Après avoir dormi d’un sommeil non réparateur, il se releva de son petit lit. Ses draps, aux motifs de fleurs défraîchie­s, dataient des années 1970. Il aurait pu s’en procurer de nouveaux, mais ceux-ci avaient appartenu à sa mère. Il ne pouvait se faire à l’idée de s’en départir. Après son lamentable échec de la veille et ses larmes de dépit, qui avaient repris une fois allongé pour la nuit, il était trop vidé pour se laver. De toute manière, qu’est-ce que ça changerait d’être propre à l’heure de partir ? Bientôt, les dix heures du matin sonnèrent. C’était le moment. Il avala rapidement un autre pain plié, juste pour dire. Puis il enfila ses bottes sales. Il était prêt à partir. Bientôt, il décollerai­t.
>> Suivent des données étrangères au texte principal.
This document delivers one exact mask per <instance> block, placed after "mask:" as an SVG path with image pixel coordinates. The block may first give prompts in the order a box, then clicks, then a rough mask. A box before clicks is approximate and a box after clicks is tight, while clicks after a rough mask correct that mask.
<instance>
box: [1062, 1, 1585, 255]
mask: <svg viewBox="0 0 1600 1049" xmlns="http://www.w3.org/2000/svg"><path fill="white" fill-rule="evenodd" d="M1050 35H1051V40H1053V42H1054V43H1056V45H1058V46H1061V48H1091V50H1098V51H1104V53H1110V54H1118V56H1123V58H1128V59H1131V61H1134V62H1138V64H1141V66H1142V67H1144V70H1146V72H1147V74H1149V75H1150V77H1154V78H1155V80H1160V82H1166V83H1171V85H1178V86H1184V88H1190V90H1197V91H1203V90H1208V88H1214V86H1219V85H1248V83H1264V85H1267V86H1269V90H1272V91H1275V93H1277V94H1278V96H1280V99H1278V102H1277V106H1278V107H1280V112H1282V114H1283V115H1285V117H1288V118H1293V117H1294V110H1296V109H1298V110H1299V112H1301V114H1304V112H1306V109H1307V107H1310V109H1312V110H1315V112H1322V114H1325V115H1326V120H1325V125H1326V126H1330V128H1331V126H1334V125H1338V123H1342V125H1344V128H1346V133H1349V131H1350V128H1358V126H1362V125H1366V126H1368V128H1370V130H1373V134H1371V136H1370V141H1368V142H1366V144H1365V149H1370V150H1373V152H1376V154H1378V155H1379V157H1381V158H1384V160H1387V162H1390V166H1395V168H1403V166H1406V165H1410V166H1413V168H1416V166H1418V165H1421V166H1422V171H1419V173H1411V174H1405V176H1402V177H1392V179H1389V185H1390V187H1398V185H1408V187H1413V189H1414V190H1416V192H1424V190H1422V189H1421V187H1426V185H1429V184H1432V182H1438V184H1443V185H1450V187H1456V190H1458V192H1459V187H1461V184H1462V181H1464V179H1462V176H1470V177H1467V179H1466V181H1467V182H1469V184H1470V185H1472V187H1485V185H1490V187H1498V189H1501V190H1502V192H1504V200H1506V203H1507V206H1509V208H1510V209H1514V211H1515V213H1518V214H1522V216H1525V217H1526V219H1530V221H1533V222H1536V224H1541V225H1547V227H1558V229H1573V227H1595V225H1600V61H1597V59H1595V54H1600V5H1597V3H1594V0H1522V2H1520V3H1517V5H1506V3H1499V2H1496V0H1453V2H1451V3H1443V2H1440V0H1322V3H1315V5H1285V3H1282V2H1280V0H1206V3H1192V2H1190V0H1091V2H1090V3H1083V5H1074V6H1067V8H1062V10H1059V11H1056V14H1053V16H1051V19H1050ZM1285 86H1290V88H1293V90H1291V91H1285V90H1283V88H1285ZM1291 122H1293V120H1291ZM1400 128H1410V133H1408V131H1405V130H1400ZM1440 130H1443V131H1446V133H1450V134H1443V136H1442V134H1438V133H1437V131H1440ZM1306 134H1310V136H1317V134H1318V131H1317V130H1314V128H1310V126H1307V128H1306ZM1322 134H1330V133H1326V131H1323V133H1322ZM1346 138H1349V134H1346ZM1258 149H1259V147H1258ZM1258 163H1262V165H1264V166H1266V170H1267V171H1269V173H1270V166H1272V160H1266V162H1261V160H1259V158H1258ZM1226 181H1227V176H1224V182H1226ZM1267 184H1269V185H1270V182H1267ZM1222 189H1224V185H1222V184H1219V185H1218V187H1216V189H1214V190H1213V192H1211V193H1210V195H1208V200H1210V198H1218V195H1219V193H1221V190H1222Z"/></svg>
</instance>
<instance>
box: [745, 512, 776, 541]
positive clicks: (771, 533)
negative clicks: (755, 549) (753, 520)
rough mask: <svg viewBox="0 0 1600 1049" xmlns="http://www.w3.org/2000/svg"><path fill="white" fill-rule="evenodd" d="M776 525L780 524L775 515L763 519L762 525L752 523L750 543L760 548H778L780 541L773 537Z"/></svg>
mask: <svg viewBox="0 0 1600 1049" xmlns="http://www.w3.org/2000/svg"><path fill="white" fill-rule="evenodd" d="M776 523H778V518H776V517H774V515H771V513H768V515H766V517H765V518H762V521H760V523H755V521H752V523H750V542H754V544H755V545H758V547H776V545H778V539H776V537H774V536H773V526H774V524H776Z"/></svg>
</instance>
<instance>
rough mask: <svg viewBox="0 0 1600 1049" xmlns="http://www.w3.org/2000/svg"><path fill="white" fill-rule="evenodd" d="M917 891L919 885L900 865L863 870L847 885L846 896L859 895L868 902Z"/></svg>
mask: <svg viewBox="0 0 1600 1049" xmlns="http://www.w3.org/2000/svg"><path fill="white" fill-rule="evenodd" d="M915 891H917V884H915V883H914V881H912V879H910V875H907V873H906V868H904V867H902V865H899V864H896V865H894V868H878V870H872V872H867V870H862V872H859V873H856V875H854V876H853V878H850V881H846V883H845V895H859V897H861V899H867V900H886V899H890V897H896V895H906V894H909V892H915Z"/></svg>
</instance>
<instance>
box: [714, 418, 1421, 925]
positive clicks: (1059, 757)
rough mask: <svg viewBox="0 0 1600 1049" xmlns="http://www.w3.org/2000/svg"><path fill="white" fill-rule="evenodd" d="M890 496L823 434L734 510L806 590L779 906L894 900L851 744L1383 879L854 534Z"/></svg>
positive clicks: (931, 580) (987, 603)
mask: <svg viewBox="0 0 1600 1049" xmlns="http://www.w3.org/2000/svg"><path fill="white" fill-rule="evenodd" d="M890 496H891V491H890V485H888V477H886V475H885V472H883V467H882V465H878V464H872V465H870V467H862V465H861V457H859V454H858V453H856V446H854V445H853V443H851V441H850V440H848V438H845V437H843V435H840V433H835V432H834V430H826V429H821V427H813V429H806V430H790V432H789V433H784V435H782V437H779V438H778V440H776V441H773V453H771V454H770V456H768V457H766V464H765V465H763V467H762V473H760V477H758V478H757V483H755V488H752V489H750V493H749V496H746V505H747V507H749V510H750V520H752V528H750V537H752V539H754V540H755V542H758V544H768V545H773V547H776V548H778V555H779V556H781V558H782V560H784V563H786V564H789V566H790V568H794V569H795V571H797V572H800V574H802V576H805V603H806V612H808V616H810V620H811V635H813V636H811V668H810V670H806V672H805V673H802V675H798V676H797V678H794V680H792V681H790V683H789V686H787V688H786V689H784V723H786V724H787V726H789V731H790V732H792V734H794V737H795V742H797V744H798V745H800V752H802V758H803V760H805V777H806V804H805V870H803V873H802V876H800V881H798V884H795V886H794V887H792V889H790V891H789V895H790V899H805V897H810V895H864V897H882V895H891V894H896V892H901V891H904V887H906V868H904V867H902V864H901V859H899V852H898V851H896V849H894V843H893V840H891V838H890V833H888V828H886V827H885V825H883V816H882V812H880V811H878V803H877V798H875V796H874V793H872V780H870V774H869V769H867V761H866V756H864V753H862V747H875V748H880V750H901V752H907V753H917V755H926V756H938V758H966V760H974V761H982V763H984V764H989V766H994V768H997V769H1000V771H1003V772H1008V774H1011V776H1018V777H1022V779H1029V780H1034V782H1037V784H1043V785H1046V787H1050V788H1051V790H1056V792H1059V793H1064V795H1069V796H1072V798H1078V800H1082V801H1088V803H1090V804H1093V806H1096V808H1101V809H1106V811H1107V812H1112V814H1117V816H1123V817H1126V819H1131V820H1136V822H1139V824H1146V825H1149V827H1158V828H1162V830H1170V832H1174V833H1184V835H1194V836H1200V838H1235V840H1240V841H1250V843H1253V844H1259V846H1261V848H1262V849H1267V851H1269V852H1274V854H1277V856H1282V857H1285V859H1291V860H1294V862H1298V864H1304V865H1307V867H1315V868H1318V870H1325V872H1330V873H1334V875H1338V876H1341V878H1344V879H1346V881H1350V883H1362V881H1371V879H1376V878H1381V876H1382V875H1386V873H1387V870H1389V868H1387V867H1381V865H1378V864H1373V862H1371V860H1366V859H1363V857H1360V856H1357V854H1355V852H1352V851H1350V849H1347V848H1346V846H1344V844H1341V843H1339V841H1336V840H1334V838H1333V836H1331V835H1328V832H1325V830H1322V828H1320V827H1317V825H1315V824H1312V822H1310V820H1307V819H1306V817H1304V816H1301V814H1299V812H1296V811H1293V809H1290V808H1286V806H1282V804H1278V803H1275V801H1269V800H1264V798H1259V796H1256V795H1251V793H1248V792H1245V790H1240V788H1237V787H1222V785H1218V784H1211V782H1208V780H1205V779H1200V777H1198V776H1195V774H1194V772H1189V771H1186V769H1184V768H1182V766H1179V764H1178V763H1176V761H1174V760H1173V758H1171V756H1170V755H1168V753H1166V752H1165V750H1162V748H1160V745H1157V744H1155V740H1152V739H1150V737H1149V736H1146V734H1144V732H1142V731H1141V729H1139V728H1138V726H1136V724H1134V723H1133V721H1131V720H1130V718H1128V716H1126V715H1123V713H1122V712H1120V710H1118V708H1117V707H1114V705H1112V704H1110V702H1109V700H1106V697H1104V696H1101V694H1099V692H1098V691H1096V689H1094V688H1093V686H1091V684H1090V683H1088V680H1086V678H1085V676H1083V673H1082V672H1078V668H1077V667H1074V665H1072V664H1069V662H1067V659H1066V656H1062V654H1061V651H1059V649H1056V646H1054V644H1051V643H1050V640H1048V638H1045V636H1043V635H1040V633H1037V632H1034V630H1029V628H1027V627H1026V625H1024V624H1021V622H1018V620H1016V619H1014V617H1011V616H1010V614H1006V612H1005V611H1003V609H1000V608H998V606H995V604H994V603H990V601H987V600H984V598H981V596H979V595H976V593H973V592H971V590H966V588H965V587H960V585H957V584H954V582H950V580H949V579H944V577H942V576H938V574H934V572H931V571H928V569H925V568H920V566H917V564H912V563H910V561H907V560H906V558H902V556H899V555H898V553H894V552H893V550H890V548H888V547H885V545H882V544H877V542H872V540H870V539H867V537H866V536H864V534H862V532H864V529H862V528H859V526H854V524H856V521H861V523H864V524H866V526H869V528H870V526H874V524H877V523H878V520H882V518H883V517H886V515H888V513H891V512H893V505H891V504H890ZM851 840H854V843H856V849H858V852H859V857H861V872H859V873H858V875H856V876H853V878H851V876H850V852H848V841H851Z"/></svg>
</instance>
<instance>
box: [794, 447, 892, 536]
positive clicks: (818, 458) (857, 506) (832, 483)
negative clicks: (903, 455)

En déambulant, un peu confus, à travers les rues, André-A. finit par atterrir devant un édifice flanqué de deux chênes centenaire­s. Sans trop savoir pourquoi, il poussa la porte. Aussitôt, il fut happé par les couleurs vives de dessins d’enfants affichés au mur et la joie irradiant des bénévoles en mouvement. Son regard fut ensuite attiré vers le long comptoir, en retrait, où une réceptionn­iste semblait l’attendre. «Bonjour! Quelle est la raison de votre visite?» L’homme se tenant devant son bureau lui paraissait confus, voire égaré. «On offre du soutien à la communauté grâce à des ateliers et des cafés-rencontres, mais on réfère aussi à des ressources externes en neuropsych­ologie, orthophoni­e, ergothérap­ie et orthopédag­ogie.» Il fit la moue, déboussolé par cette enfilade de termes scientific­o-complexes qu’il n’avait jamais vus passer dans les piles de TV Hebdo de sa mère (sa seule véritable lecture de chevet d’enfance). La réceptionn­iste lui sourit avec bienveilla­nce et le dirigea vers un bureau à la porte entrouvert­e. «Vous pouvez entrer. Je vous présente Jacques.»
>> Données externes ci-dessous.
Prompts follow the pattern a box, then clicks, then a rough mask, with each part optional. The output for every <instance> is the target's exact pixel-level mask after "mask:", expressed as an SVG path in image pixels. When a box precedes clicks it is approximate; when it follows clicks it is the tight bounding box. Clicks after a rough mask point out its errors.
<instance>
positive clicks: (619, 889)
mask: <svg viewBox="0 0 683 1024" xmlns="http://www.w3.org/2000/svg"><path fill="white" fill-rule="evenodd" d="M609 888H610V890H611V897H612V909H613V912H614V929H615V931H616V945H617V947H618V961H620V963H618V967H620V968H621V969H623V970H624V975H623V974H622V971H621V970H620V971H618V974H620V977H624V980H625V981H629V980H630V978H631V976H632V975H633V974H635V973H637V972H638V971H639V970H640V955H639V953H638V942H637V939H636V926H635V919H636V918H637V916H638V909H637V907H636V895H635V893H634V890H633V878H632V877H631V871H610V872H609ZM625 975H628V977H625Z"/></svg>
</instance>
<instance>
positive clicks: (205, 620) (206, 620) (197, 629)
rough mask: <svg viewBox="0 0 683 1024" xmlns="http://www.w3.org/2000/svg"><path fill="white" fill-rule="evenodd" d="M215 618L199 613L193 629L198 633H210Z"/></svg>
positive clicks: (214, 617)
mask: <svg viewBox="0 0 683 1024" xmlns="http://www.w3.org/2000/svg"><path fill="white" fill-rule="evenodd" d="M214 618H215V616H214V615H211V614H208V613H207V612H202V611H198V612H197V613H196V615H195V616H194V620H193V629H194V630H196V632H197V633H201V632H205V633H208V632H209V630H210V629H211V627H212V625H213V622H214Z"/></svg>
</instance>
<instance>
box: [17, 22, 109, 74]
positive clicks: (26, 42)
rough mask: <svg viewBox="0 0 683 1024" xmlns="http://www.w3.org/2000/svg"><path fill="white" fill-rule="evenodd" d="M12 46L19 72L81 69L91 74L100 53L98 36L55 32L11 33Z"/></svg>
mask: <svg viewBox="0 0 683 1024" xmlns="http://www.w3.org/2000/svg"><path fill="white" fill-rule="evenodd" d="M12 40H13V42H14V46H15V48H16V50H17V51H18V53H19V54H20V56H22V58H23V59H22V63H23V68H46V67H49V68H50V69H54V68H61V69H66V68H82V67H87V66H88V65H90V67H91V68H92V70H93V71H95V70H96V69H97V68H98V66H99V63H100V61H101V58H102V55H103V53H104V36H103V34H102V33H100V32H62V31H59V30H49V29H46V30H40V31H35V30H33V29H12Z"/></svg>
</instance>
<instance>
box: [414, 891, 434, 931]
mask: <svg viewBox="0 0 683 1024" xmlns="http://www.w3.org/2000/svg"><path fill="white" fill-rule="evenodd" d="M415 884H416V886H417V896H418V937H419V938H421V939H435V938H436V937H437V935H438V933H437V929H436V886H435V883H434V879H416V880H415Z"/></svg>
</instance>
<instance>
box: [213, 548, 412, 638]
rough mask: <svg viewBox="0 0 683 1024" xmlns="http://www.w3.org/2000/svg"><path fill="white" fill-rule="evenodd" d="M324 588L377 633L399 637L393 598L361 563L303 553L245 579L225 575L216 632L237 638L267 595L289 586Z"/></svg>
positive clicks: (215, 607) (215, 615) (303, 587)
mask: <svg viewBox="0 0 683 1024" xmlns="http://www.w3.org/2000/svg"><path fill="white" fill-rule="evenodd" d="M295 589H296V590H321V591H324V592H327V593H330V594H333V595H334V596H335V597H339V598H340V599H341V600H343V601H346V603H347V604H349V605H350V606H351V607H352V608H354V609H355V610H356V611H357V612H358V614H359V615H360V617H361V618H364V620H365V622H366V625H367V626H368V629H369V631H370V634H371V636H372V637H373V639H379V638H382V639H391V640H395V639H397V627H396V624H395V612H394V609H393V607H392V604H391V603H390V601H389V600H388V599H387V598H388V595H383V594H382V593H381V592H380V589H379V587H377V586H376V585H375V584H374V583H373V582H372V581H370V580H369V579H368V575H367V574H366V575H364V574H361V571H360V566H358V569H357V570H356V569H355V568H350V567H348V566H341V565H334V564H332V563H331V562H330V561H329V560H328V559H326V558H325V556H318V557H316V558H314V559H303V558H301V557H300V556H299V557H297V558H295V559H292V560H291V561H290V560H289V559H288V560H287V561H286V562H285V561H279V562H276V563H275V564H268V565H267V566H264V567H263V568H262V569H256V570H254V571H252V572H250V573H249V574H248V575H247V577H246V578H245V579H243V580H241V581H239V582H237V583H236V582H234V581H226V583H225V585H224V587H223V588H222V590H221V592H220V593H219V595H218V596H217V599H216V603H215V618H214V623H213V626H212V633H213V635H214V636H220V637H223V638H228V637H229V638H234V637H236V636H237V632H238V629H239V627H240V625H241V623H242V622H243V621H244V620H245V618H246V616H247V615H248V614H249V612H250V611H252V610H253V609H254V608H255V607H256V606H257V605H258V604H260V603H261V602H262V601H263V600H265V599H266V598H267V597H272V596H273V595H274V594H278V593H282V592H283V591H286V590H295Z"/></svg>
«Qu’est-ce que je peux faire pour vous, mon cher?», lança l’intervenan­t, les yeux souriants derrière ses belles lunettes. André-A. plongea tête première. «J’ai... j’ai toujours eu des problèmes. Toute ma vie. Je me suis toujours senti à côté de la track. Ma mère, paix à son âme, disait que j’avais juste quelques petits défauts de fabricatio­n. Que ça me rendait unique et que ça faisait de moi un adorable modèle discontinu­é.» Il pouffa de rire en songeant à sa mère, une attachante femme, pauvre et démunie, mais pleine de tendresse et de bonne volonté. «C’était mon pilier. Quand elle est décédée, j’ai fait les démarches à l’État civil pour ajouter son prénom au mien. Je m’appelle André-Anna Arsenault. Ou triple A comme les batteries, à cause de mon énergie. De l’énergie que j’avais avant, en tout cas.» Le travailleu­r social éclata d’un rire chaleureux. Enorgueill­i, le visiteur enchaîna: «À l’école, j’ai toujours été nul. Je me rappelle que j’écrivais tellement gros que ça dépassait des trottoirs. Fallait que j’efface, que je recommence, que j’efface encore. Tous mes textes étaient sales... un peu comme moi en ce moment. Désolé, d’ailleurs.» Jacques repoussa son excuse du revers de la main en lui disant: «Sans façon, mon cher. Je suis là pour vous aider, pas pour vous juger.»

Le clown triste sourit. «J’ai frôlé la mort, ce matin. Mais comme le répétait souvent maman: “Frôler la mort, ce n’est rien. Passer à côté de la vie, c’est beaucoup plus grave.*” Si je suis ici, c’est pour comprendre et reprendre ma vie en main.» L’intervenan­t se pencha sur son bureau pour mieux lui tendre la main. «Vous tombez pile. Bienvenue chez vous, mon cher.»

* Citation de Jean-Jacques Thibaud, parolier et écrivain français.